"It's actually an amazing structure for being that old, but it does leak a little -- as all dams do," said Drew Goins, the city's assistant utilities director for water production.
Later this year, work will commence on a long-range plan to shore up thinning backslopes, correct seepages, remove trees and repair animal burrows and collapsing stream banks along the seven-mile waterway built in 1845.
The price tag -- estimated at $735,000 -- will include corrective action at four "seepage areas," where the canal backslope facing the Savannah River is leaking small amounts of water.
"When the canal was built, they had very little technology for compacting soils, so they overcame it with bulk," Mr. Goins said, noting that the canal banks were created with soil excavated from the channel. "That was the standard engineering practice at that time."
Last year, a detailed study of the canal was conducted on the city's behalf by Cranston Engineering Group, which identified the main areas that will need attention.
In addition to four seepage areas, inspectors found more than 250 penetrations along the canal caused by erosion and animal burrows, of which 34 were deemed "significant." None of the problems were deemed a threat to public safety.
The most intrusive repairs will involve stabilizing backslope areas above the Waterworks Pumping Station, where the original grade was narrower than most of the canal banks.
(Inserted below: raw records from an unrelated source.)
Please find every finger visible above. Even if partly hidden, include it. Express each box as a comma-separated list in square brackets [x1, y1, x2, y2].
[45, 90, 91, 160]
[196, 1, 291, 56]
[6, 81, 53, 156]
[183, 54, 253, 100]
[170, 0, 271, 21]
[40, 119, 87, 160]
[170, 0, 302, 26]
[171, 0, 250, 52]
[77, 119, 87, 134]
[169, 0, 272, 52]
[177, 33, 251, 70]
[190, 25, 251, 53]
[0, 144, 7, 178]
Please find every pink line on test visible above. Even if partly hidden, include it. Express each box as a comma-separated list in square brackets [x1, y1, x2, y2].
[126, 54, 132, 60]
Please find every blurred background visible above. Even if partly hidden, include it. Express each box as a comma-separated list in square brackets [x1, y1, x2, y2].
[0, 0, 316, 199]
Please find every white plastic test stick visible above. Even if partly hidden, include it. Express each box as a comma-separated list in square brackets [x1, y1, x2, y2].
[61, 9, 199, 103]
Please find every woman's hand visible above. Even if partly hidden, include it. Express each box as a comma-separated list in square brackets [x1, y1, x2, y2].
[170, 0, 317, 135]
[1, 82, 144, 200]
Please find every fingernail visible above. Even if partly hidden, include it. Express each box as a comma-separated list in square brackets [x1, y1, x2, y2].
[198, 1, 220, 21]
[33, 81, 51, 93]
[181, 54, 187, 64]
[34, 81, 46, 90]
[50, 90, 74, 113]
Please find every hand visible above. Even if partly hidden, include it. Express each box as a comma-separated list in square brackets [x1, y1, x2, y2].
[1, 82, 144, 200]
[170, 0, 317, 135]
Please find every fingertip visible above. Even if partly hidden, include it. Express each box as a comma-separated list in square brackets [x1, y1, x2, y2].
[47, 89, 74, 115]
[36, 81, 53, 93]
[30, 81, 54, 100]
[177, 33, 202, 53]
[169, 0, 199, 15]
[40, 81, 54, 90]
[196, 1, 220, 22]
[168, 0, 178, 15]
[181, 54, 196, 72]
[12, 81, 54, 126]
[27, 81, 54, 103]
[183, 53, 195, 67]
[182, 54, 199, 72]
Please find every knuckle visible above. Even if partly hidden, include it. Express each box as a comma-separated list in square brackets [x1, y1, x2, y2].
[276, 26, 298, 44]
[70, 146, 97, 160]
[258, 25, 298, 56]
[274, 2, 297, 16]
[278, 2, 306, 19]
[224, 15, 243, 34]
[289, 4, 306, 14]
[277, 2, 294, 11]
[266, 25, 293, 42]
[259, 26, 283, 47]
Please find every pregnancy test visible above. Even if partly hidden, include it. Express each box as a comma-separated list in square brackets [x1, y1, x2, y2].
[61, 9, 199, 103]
Additional fill might be required and trees will be removed from that area.
Although the canal is popular with visitors to the National Heritage Area towpath, it remains a working industrial structure that provides most of Augusta's drinking water, in addition to hydropower for industry.
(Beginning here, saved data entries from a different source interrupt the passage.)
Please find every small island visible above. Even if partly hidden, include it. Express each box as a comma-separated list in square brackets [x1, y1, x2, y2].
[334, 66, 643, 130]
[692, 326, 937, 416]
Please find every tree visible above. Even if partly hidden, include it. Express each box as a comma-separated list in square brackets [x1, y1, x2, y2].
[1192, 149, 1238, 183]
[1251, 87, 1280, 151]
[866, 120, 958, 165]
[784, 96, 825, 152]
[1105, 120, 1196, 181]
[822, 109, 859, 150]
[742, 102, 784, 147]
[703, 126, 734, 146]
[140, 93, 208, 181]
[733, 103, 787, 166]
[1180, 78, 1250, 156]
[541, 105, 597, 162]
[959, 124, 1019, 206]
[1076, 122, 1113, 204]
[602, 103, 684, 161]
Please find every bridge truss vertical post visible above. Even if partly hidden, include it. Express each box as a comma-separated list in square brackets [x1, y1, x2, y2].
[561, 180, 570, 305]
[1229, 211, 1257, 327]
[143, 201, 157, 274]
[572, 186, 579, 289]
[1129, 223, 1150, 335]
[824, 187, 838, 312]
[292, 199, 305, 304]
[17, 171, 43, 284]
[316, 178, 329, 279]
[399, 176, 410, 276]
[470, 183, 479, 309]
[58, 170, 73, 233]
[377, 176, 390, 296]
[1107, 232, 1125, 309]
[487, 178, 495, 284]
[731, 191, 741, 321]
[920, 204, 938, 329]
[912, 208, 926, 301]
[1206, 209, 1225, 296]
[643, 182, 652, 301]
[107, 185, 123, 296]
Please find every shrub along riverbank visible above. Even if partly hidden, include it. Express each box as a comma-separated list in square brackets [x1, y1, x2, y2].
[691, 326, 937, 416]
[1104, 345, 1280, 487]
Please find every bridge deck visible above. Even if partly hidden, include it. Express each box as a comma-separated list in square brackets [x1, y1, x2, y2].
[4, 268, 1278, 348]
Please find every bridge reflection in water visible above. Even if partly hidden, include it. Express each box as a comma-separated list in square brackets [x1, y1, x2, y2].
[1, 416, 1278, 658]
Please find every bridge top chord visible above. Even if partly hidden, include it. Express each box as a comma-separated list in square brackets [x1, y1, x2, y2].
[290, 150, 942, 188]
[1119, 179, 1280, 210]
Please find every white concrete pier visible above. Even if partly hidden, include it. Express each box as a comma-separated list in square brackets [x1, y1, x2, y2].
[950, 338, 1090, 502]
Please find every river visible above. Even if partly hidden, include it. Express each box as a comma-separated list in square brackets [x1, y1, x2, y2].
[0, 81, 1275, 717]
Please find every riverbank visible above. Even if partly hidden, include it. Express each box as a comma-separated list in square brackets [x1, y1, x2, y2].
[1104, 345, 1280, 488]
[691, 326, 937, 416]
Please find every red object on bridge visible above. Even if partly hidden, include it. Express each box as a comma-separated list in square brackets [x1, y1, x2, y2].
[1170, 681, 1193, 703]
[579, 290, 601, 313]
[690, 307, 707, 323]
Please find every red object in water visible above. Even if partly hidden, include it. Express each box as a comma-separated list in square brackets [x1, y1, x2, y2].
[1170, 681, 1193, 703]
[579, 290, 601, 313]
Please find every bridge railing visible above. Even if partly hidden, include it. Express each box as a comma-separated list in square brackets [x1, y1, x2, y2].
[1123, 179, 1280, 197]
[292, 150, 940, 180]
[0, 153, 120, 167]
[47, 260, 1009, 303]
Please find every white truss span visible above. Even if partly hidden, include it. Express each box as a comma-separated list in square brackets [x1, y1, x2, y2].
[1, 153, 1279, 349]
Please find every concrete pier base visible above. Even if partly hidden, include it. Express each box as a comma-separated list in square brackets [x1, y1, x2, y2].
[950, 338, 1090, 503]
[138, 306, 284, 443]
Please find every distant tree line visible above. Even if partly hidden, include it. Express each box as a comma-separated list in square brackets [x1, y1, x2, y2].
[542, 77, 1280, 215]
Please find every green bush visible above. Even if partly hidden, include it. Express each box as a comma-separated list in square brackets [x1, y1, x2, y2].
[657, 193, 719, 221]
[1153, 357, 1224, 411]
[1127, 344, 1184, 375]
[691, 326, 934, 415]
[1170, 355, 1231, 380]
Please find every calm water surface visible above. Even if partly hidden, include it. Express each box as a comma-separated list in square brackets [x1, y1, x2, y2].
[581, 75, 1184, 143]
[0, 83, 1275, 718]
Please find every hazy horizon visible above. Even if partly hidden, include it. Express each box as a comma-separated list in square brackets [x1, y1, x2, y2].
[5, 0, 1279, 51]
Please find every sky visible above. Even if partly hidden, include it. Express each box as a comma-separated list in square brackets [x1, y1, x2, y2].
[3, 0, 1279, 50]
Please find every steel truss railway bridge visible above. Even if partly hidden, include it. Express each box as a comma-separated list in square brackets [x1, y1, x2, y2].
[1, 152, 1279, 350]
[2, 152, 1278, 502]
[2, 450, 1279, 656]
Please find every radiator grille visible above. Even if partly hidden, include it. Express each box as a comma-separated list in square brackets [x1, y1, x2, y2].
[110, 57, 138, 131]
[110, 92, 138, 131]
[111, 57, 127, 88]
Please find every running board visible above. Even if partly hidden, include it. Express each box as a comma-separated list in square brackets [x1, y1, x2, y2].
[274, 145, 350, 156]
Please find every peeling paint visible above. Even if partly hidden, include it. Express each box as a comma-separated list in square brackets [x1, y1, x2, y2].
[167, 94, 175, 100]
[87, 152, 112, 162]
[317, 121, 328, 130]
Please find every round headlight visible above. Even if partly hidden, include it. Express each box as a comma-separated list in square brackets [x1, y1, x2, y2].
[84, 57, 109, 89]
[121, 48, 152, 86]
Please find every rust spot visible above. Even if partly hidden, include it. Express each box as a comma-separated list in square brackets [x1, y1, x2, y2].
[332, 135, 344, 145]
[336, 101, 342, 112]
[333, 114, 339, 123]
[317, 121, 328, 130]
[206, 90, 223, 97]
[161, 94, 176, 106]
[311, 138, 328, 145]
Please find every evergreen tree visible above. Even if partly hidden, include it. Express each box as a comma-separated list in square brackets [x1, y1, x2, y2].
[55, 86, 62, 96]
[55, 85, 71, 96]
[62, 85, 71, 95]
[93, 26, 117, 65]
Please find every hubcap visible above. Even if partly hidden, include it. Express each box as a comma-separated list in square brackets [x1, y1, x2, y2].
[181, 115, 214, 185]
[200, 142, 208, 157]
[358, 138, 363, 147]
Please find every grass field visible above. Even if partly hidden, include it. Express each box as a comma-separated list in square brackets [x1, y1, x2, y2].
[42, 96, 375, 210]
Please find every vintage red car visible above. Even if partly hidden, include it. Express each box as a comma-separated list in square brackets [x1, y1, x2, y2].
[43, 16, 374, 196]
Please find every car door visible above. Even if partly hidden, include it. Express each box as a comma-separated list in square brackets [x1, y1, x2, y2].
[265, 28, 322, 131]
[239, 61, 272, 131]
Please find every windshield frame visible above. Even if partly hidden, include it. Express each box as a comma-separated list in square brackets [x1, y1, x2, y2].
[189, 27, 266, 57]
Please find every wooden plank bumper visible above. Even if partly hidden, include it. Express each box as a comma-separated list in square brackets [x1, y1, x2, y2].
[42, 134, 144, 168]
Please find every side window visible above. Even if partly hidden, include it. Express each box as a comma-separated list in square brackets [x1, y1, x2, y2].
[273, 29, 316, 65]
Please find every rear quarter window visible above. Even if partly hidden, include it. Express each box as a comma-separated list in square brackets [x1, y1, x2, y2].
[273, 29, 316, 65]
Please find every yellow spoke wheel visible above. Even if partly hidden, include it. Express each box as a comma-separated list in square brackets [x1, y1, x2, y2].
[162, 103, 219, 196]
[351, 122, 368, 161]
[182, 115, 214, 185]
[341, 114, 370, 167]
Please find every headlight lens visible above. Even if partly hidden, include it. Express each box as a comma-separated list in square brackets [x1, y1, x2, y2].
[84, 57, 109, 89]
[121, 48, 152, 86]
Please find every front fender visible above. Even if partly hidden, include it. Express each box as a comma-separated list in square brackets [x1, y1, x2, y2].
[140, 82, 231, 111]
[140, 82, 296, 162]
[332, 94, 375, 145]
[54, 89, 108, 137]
Reach Rob Pavey at 868-1222, ext. 119 or email@example.com.
- Pre-emptively remove dead trees, those leaning at angles greater than 45 degrees from the backslope of the canal levee banks.
- Design and implement permanent repairs to areas where seepage has occurred, including bank stability construction and removal of trees in construction areas.
- Monitor undercuts in the canal channel until the next scheduled drainage, then make detailed observations and initiate repair plans.
- Stockpile 4,000 cubic yards of clay and soil in the canal vicinity in case it is needed for emergency repairs or stabilization.
- Arrange a permanent, ongoing inspection program with more frequent visits to areas known to have problems with trees, slope stability, animal burrows and seepage.
- Consider increasing emergency spillway capacity by completing an unfinished spillway begun in the 1920s.